1994年5月21日(金)  東京・日本武道館
 WBA世界J・バンタム級タイトルマッチ
 ャンピオン 鬼塚勝也(協栄) [判定12回 2−1] 同級2位 林 在新(韓国)
        22戦22勝(17KO)                

 鬼塚が3度目の防衛戦で迎え撃つ挑戦者は、京都にある洛翠ジムに所属する韓国人の林小太郎こと林在新(イム・ジェーシン)。韓国人はファイター型が多いのだが、この林はしっかりとした技術を持ったボクサー型。韓国では芽が出ず、日本に来てから大きく成長した選手だ。世界2位とはいうものの、さしたる実績は残しておらず、世界ランカーのエミール松島(洛翠)に大差判定勝利を収めたのが目立つ程度。協栄ジム側ではこの林を組し易しと見て、鬼塚の初防衛戦の前座に起用するなど、以前から挑戦者候補として考えていたようだが、鬼塚はこの林との対戦が決まった時、難色を示したようだ。相性的に噛み合わず、崩しにくい相手と考えていたのがその理由だ。周囲はカストロに勝ったことで浮かれていたのかもしれない。今考えると、当の本人だけが冷静な判断を下せていたのが唯一の救いだった。結局、タノムサク戦同様、鬼塚が抱いていた不安はずばり的中することになるのだ。

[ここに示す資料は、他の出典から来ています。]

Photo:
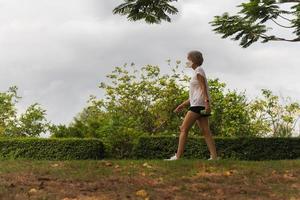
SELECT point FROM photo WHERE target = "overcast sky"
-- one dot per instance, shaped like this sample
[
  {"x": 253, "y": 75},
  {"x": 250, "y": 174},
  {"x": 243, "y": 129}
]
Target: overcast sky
[{"x": 58, "y": 51}]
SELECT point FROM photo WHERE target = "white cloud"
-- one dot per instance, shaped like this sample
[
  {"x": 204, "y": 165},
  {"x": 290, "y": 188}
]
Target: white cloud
[{"x": 58, "y": 51}]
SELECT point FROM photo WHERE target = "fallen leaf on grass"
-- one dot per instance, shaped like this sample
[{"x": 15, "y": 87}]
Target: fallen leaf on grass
[
  {"x": 230, "y": 172},
  {"x": 55, "y": 165},
  {"x": 32, "y": 191},
  {"x": 147, "y": 165},
  {"x": 142, "y": 193},
  {"x": 107, "y": 164}
]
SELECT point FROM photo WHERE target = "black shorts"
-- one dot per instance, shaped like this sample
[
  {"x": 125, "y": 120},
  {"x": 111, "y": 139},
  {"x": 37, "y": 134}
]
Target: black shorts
[{"x": 197, "y": 109}]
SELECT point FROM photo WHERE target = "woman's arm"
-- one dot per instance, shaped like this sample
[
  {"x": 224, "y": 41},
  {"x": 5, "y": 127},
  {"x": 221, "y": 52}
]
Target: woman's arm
[
  {"x": 186, "y": 103},
  {"x": 203, "y": 86}
]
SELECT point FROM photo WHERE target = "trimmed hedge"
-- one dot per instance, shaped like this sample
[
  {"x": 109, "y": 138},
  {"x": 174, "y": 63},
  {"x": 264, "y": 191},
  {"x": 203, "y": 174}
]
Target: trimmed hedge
[
  {"x": 51, "y": 149},
  {"x": 241, "y": 148}
]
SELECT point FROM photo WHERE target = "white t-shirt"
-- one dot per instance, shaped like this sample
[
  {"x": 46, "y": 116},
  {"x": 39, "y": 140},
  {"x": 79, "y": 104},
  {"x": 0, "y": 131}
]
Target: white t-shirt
[{"x": 196, "y": 95}]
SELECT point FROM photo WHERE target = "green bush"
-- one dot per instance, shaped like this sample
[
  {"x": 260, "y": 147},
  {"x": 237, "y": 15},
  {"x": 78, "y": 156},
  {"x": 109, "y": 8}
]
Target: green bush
[
  {"x": 51, "y": 149},
  {"x": 242, "y": 148}
]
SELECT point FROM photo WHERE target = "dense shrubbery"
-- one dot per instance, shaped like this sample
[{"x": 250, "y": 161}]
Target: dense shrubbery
[
  {"x": 31, "y": 123},
  {"x": 141, "y": 102},
  {"x": 154, "y": 147},
  {"x": 242, "y": 148}
]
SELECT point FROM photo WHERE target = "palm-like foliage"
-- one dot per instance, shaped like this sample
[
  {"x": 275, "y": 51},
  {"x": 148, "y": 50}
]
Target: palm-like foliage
[
  {"x": 250, "y": 24},
  {"x": 152, "y": 11}
]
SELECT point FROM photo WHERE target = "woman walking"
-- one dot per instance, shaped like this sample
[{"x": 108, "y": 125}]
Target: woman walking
[{"x": 198, "y": 102}]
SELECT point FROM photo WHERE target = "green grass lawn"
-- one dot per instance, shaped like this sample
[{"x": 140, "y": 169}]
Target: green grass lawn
[{"x": 150, "y": 179}]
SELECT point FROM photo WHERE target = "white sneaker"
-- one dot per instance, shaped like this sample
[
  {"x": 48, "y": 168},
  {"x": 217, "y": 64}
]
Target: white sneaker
[
  {"x": 172, "y": 158},
  {"x": 218, "y": 158}
]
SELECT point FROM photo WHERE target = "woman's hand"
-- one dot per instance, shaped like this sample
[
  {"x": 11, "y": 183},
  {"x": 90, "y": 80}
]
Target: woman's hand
[
  {"x": 179, "y": 108},
  {"x": 207, "y": 107}
]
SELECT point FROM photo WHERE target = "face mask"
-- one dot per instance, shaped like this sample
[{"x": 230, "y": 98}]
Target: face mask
[{"x": 189, "y": 64}]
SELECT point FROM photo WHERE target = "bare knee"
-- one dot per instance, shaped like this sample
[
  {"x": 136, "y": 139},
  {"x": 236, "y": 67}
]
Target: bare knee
[
  {"x": 206, "y": 132},
  {"x": 183, "y": 129}
]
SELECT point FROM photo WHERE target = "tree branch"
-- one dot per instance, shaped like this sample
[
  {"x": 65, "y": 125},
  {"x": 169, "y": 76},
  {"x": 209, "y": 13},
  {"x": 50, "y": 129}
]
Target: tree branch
[
  {"x": 282, "y": 25},
  {"x": 273, "y": 38}
]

 なんとリングアナウンサーに以前から俺が熱望していた新日本プロレスの田中秀和氏が起用された。しかし、リングの上には上がらせてもらえない。2階の観客席からアナウンスすることになる。この仕打ちは何だろう。やはりボクシング関係者はプロレスに敵対心があるのか。そして林が緑のガウンを羽織って入場する。陣営もラクスイのロゴが入ったお揃いのTシャツを着ている。対する鬼塚はいつも通りのブラックだ。さあ、臨戦体制は整った。後は林を倒すのみだ。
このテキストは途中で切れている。